08 April 2013

Margaret Thatcher the Great

An old woman of 87 died today following a stroke. Millions of other old women also died today. Let's put the death of Margaret Thatcher into context.

Yes, she was the Prime Minister of Britain from 1979 to 1990. Yes, she was Britain's first, and to date, only female leader. Yes, she was the 'Iron Lady' and all that.

But did she really change Britain for the better? Was she really Britain's 'greatest peacetime leader' as current Prime Minister David Cameron said today?

Whilst the global media machine sucks all intelligent analysis out of this story and honorable members of the Establishment eulogize Thatcher to death, let's take off the rose-tinted spectacles.

The roots of today's financial crisis can be traced by to her deregulation of banking in the City of London.

Her draconian crack-down on the miners' strike of 1984 undermined the political power of ordinary people.

Privatisation is no great success story. Just travel by train in the UK and find out for yourself.

Would Britain today be so precariously perched on the edge of Europe without Thatcher?

Her record on human rights is tainted: she opposed sanctions against apartheid South Africa and was an admirer of Chilean dictator Augusto Pinochet.

Finally, just like her successors Major, Blair, Brown and Cameron, she was certainly not a peacetime leader as the British military has been kept busy since Ireland and the Falklands, in the Gulf, Afghanistan and most recently Libya.

It is arguable that Prime Ministers David Lloyd George (1916-22) and Clement Attlee (1945-51) with their welfare policies, notably the National Health Service created under the latter, did far more for the basic needs of the British people than Thatcher. (Whilst Churchill was clearly in a class of his own!)

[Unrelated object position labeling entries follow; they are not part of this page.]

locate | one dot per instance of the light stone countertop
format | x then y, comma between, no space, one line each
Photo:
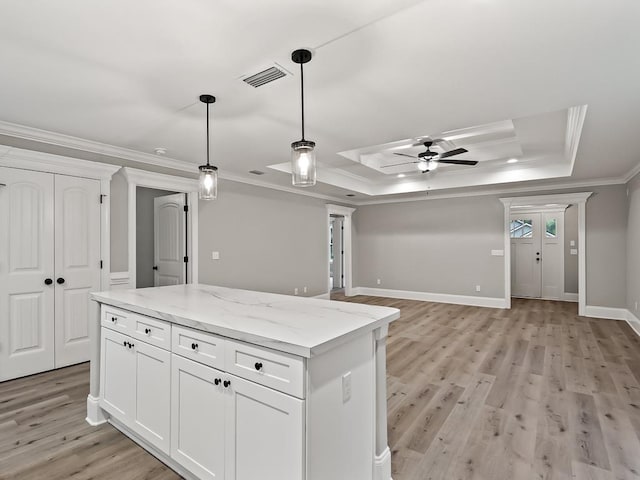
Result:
297,325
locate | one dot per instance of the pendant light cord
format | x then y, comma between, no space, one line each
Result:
208,135
302,95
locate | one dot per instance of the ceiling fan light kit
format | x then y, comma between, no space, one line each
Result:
303,157
208,181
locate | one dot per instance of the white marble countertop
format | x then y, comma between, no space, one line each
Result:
297,325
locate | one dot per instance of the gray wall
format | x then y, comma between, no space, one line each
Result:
436,246
144,234
268,240
633,246
119,223
443,246
570,261
606,236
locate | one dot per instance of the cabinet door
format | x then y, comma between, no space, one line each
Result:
117,375
26,260
264,431
77,262
197,418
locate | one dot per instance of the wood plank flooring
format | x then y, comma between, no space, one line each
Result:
531,393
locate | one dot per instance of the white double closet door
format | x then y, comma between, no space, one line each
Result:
49,262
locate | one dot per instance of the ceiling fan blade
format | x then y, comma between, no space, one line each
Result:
458,162
451,153
398,164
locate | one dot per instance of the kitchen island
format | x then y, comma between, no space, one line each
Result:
235,384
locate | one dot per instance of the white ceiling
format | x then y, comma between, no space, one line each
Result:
497,77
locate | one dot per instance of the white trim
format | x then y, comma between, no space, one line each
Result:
382,465
141,178
119,280
563,198
346,241
633,321
610,313
490,302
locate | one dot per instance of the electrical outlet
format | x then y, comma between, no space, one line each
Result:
346,387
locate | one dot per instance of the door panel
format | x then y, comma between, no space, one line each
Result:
525,248
169,239
77,261
264,431
197,418
26,260
153,392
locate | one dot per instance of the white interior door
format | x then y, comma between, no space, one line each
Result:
26,261
169,233
77,264
526,262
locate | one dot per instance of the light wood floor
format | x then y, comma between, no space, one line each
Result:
534,392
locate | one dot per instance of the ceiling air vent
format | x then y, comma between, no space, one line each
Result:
266,76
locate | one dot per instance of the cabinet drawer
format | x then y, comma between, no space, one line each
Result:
151,330
199,346
277,370
116,319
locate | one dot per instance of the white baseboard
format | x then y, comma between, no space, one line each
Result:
633,322
119,280
95,415
490,302
382,465
611,313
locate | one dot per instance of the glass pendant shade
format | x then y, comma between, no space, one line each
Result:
208,184
303,164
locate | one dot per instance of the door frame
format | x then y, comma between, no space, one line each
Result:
346,241
142,178
542,201
73,167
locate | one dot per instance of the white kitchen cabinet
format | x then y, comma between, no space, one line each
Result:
137,386
265,433
49,262
197,418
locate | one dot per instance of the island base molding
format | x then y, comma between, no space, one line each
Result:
382,466
95,415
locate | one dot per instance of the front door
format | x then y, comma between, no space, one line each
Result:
526,264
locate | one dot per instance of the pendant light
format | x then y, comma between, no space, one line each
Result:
303,158
208,183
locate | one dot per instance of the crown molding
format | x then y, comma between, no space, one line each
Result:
68,141
47,162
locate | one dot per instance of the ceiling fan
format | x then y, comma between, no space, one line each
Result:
428,160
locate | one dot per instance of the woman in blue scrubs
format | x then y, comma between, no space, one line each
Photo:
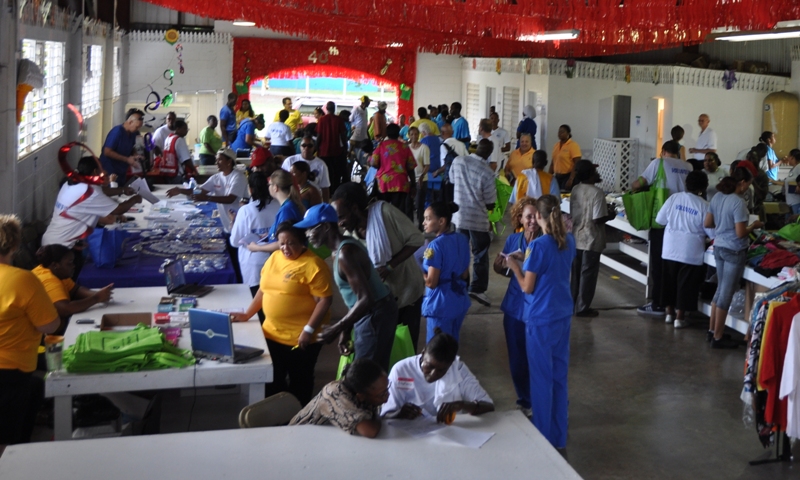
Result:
524,223
544,278
446,264
282,188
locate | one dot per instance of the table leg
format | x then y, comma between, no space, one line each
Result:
255,392
62,417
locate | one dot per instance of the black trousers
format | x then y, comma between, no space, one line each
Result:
656,266
681,285
410,316
293,370
21,396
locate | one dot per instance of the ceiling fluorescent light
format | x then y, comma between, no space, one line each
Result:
554,35
759,35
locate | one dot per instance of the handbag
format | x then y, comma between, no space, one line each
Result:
105,246
401,348
660,193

So when you watch the BBC tonight and witness the blind celebration of a 'national icon', with mere lip-service to what a charmingly controversial figure she was, spare a thought for what Thatcher really was about and what she really did for the people of Britain.


1 comment:

  1. Thatcher toned down the power of the state institutions and opened up scope for enterprise and initiative.

    I don't agree that rail services are worse today than in her era. On a recent rail trip (Nottingham to London) the journey went smoothly and on time.

    Pre-Thatcher public services were bottom heavy with card clubs, boozing clubs etc lurking in every back office.

    The UK is a more exciting, dynamic place to live than Germany or the smug, dreary Scandinavian countries rolling along under their money-gobbling, initiative-sapping, so-called protective Auntie States.